Common requested modifications
The single most common concrete modification request was to exclude orphan and rare-disease therapies from GUARD. Across all the comments, 19 letters explicitly sought an orphan or rare-disease exclusion. These requests came from patient groups, rare-disease coalitions, and manufacturers. The persistence of that theme across stakeholder groups makes it the clearest consensus modification request in the file.
A second, narrower modification theme was to exempt small and mid-sized manufacturers. Five letters explicitly requested a carve-out, exemption, or comparable protection for smaller or emerging companies. This count is narrower than the broader universe of letters complaining that GUARD would hit small biotech harder than large incumbents; Many more letters raised the burden in principle, but only a subset turned that concern into a concrete proposed carve-out.
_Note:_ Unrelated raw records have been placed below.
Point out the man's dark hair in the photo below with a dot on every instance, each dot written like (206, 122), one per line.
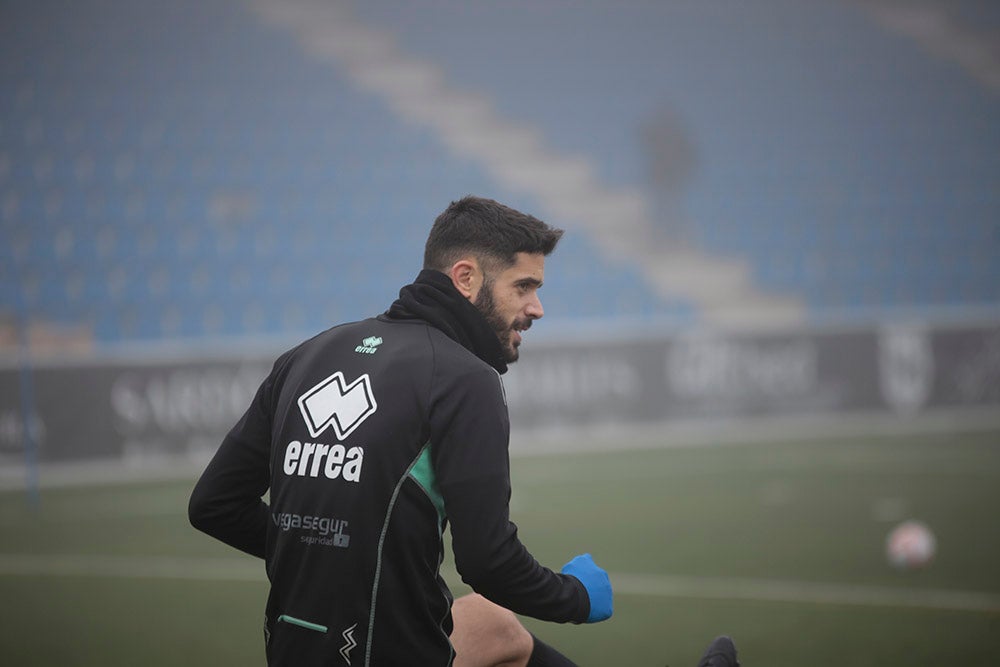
(488, 230)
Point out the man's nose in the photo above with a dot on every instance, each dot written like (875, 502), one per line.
(534, 308)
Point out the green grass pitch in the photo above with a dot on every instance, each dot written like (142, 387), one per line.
(780, 546)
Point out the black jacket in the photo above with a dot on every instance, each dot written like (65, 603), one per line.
(372, 437)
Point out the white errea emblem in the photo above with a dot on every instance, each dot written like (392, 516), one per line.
(335, 403)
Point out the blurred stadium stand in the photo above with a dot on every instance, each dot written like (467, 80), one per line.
(192, 170)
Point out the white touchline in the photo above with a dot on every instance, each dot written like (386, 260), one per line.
(250, 570)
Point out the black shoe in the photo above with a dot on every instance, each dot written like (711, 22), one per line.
(720, 653)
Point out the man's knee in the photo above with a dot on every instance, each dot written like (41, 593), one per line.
(487, 634)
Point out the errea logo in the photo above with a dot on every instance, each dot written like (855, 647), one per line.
(369, 345)
(335, 403)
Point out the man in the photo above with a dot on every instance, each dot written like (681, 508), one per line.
(375, 435)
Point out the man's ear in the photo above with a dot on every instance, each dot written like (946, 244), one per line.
(467, 277)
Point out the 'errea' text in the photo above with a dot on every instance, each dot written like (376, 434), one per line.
(335, 461)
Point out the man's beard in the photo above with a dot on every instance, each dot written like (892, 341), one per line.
(504, 330)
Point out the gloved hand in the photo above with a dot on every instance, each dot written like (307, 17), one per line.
(597, 583)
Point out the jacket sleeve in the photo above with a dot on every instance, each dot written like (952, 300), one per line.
(469, 446)
(227, 500)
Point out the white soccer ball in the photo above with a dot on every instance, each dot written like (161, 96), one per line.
(910, 545)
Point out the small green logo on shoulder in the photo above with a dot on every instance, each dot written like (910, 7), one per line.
(369, 345)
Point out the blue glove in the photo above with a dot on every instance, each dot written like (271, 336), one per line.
(597, 583)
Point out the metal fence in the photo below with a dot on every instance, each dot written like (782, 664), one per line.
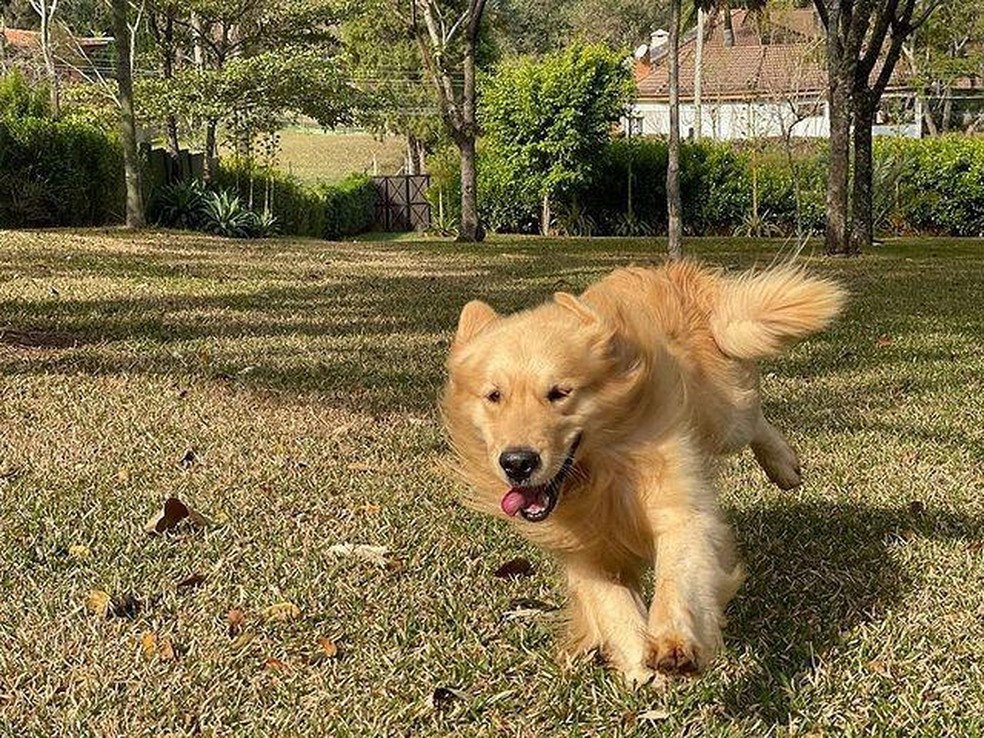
(402, 203)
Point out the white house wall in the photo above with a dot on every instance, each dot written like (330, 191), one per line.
(740, 120)
(729, 120)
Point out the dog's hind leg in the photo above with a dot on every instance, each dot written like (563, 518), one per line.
(775, 456)
(609, 614)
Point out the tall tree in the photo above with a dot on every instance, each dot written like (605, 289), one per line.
(46, 10)
(855, 35)
(548, 119)
(674, 206)
(893, 18)
(449, 53)
(124, 77)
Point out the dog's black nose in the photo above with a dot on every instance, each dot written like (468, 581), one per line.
(519, 463)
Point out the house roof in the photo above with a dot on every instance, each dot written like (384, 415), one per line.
(22, 38)
(792, 66)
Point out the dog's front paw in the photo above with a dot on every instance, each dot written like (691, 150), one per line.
(674, 654)
(640, 676)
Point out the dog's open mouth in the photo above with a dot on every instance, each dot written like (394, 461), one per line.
(536, 503)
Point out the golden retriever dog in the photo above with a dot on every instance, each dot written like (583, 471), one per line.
(591, 423)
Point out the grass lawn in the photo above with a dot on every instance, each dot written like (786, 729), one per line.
(302, 377)
(315, 155)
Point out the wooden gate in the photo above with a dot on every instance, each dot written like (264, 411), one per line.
(401, 202)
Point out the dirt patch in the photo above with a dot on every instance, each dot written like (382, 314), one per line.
(38, 339)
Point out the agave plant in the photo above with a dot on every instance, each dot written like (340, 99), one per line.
(573, 220)
(225, 215)
(180, 205)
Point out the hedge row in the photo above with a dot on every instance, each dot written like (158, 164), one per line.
(327, 211)
(933, 185)
(58, 173)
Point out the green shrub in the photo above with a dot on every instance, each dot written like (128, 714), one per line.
(933, 185)
(179, 205)
(18, 99)
(349, 206)
(58, 173)
(940, 184)
(298, 208)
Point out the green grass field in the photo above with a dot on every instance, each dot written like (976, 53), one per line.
(302, 376)
(316, 155)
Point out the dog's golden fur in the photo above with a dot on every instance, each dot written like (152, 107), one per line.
(638, 382)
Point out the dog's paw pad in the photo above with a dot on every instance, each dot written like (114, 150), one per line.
(674, 656)
(640, 676)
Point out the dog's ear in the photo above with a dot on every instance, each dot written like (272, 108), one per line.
(569, 302)
(474, 317)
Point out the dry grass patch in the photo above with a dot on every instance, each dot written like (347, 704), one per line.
(301, 376)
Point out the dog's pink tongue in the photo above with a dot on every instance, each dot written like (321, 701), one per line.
(513, 501)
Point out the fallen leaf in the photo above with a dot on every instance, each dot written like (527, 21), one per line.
(328, 647)
(442, 697)
(525, 607)
(173, 513)
(78, 551)
(236, 621)
(9, 473)
(165, 650)
(515, 568)
(98, 603)
(148, 645)
(282, 612)
(241, 641)
(654, 715)
(879, 667)
(376, 554)
(394, 565)
(191, 581)
(126, 606)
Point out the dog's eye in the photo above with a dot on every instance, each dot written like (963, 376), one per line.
(557, 393)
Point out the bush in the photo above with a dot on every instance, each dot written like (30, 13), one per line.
(320, 211)
(939, 187)
(19, 100)
(58, 173)
(933, 185)
(298, 208)
(349, 206)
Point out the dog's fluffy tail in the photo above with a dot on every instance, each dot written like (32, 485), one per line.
(757, 315)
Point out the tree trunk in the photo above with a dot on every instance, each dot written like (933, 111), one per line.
(839, 169)
(862, 217)
(412, 161)
(46, 11)
(673, 205)
(173, 145)
(471, 229)
(131, 159)
(211, 149)
(729, 31)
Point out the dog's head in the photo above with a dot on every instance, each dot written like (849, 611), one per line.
(523, 396)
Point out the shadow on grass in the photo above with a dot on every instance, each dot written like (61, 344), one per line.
(815, 572)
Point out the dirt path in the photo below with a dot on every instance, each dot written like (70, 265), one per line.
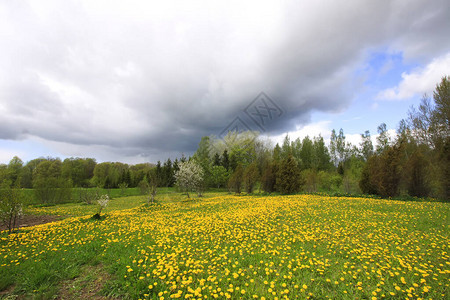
(31, 220)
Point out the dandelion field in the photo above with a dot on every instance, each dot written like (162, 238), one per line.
(240, 247)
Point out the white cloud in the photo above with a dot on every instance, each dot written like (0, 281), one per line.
(420, 81)
(114, 78)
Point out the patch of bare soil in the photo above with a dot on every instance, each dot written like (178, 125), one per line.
(31, 220)
(86, 286)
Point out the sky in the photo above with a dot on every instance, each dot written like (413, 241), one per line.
(141, 81)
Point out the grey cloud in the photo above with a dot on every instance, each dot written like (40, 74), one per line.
(151, 82)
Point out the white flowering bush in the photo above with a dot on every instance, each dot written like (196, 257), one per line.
(189, 176)
(10, 207)
(102, 203)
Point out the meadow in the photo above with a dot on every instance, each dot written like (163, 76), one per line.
(233, 247)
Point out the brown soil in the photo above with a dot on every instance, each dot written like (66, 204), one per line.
(31, 220)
A third recurring, but more specialized, request was to exclude products where the commenting company did not control ex-US prices because foreign rights had been out-licensed to another company. Five letters explicitly raised some version of this ex-US rights or pricing-control objection. These letters argued that GUARD should not penalize a US manufacturer for foreign prices it cannot observe, negotiate, or influence, and that the model needs a safe harbor or alternative methodology for such circumstances.
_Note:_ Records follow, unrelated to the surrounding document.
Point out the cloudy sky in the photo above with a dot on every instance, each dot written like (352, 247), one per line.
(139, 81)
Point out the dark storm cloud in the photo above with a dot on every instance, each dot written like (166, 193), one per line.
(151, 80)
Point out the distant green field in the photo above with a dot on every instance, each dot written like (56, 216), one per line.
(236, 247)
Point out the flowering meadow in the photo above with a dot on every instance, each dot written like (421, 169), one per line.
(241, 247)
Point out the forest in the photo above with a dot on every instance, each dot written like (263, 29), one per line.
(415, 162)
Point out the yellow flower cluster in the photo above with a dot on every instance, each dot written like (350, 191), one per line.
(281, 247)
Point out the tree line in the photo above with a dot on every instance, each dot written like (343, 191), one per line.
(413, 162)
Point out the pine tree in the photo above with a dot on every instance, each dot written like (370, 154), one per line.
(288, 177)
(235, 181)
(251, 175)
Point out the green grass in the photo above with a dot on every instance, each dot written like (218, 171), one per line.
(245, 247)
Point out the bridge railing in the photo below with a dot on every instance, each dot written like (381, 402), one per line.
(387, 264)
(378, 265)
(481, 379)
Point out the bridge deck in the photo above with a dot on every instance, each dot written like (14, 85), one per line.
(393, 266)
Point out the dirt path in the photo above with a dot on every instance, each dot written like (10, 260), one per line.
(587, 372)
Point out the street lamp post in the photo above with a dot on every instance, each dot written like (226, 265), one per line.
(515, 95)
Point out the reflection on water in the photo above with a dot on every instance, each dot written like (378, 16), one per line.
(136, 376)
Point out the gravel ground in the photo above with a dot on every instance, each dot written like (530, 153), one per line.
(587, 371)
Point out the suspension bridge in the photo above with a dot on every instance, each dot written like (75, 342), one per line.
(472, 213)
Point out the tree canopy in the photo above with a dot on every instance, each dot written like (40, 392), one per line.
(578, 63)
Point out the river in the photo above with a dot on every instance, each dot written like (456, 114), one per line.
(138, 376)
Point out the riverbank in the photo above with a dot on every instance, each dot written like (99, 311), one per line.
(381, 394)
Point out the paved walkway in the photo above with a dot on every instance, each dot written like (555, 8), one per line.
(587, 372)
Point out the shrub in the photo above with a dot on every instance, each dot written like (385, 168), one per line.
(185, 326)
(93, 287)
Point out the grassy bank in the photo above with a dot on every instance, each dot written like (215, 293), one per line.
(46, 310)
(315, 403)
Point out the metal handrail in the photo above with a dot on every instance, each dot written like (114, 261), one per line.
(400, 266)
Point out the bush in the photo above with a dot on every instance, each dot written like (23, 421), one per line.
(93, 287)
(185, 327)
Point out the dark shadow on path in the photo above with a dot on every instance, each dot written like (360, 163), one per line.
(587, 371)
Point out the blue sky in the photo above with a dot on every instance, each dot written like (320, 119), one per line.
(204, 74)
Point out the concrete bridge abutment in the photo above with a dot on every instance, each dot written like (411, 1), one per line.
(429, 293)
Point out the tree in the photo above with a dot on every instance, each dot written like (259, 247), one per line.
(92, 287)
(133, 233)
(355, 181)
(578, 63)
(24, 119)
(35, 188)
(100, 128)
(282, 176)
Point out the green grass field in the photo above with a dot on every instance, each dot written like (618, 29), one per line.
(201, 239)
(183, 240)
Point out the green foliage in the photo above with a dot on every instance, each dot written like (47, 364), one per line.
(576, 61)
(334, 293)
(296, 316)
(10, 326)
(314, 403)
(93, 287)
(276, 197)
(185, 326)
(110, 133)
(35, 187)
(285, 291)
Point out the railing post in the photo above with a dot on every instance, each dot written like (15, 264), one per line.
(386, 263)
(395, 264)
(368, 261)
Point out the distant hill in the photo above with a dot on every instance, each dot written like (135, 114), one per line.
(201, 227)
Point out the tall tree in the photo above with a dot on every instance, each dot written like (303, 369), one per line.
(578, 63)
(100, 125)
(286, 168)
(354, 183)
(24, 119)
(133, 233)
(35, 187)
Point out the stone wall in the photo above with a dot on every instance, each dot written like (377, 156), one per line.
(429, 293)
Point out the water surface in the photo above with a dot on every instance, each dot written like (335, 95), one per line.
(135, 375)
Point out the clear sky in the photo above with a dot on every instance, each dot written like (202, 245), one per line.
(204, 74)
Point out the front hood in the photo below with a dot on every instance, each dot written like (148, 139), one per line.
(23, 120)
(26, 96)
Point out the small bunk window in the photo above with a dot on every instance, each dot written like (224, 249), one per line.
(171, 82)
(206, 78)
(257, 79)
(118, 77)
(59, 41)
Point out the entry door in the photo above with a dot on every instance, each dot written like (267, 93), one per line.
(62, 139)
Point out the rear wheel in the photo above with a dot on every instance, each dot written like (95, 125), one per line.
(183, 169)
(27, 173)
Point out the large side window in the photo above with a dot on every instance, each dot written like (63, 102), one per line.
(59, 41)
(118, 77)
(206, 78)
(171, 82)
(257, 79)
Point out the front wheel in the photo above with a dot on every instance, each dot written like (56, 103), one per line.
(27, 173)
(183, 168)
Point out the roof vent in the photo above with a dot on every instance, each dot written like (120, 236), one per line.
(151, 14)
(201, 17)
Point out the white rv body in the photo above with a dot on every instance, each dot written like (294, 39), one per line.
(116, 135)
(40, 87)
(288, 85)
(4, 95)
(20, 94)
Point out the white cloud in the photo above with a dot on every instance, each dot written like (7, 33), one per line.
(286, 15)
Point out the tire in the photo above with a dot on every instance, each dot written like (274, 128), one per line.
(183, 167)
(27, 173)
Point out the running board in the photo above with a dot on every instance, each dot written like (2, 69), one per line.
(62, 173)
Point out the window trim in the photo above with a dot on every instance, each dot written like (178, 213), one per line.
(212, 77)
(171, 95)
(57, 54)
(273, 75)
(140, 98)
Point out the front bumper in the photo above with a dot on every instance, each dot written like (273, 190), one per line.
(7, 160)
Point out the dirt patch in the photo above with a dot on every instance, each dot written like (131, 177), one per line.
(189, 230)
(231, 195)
There is also a practical irony embedded in the modification requests. If CMS were to exempt manufacturers with White House MFN agreements, exclude orphan and rare-disease therapies, and carve out small or midsize innovators, the remaining scope of the model would become substantially narrower. Several commenters implicitly used that logic to argue that the proposal is trying to solve a policy problem with a model whose defensible perimeter is too small to support the structure CMS has proposed.
Conclusion
The GUARD comment file is notable both for the breadth of opposition and for the degree of alignment across otherwise different stakeholder groups. Manufacturers predictably objected, but so did patient groups, rare-disease advocates, provider-facing organizations, and policy nonprofits. The strongest substantive objections coalesced around two claims: first, that GUARD exceeds CMS’s lawful demonstration authority; and second, that international-reference-style pricing pressure would reduce revenues, suppress investment, and leave patients with fewer treatment options over time.
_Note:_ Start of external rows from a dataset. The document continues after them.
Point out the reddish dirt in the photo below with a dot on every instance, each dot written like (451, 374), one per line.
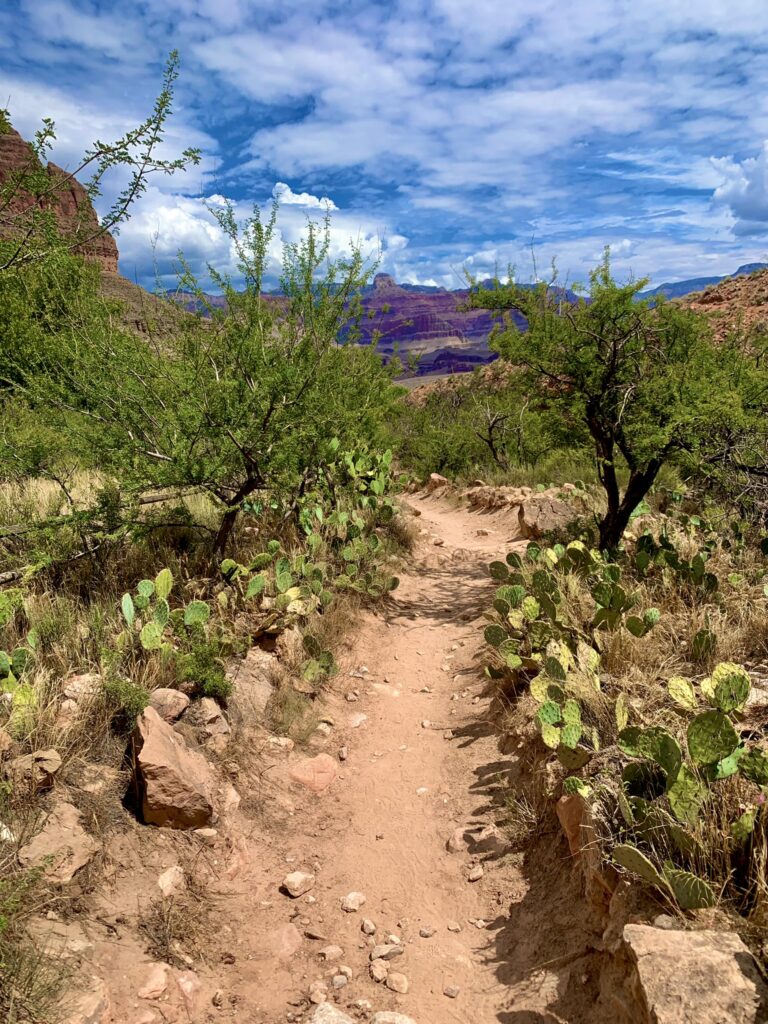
(381, 828)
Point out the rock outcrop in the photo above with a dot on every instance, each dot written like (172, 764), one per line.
(72, 206)
(173, 783)
(680, 977)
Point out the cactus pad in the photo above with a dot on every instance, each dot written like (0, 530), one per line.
(711, 737)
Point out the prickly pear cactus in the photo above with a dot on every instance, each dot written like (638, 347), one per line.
(711, 737)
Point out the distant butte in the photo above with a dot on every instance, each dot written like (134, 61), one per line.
(74, 210)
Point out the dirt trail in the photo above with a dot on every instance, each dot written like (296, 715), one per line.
(382, 827)
(508, 941)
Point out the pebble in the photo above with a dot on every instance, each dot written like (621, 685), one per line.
(298, 883)
(397, 982)
(378, 971)
(352, 902)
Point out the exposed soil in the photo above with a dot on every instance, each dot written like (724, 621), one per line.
(524, 949)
At the same time, the comments suggest that even a narrower final model would face difficult design questions. The most common modification requests - excluding orphan and rare-disease drugs, protecting small and emerging manufacturers, and accounting for out-licensed ex-US rights - would all materially contract the scope of GUARD. Combined with operational concerns from pharmacies, provider associations, and managed-care stakeholders, the file suggests that CMS will have to choose between a broad but vulnerable model and a narrower model whose practical reach may be far more limited than the proposal implies.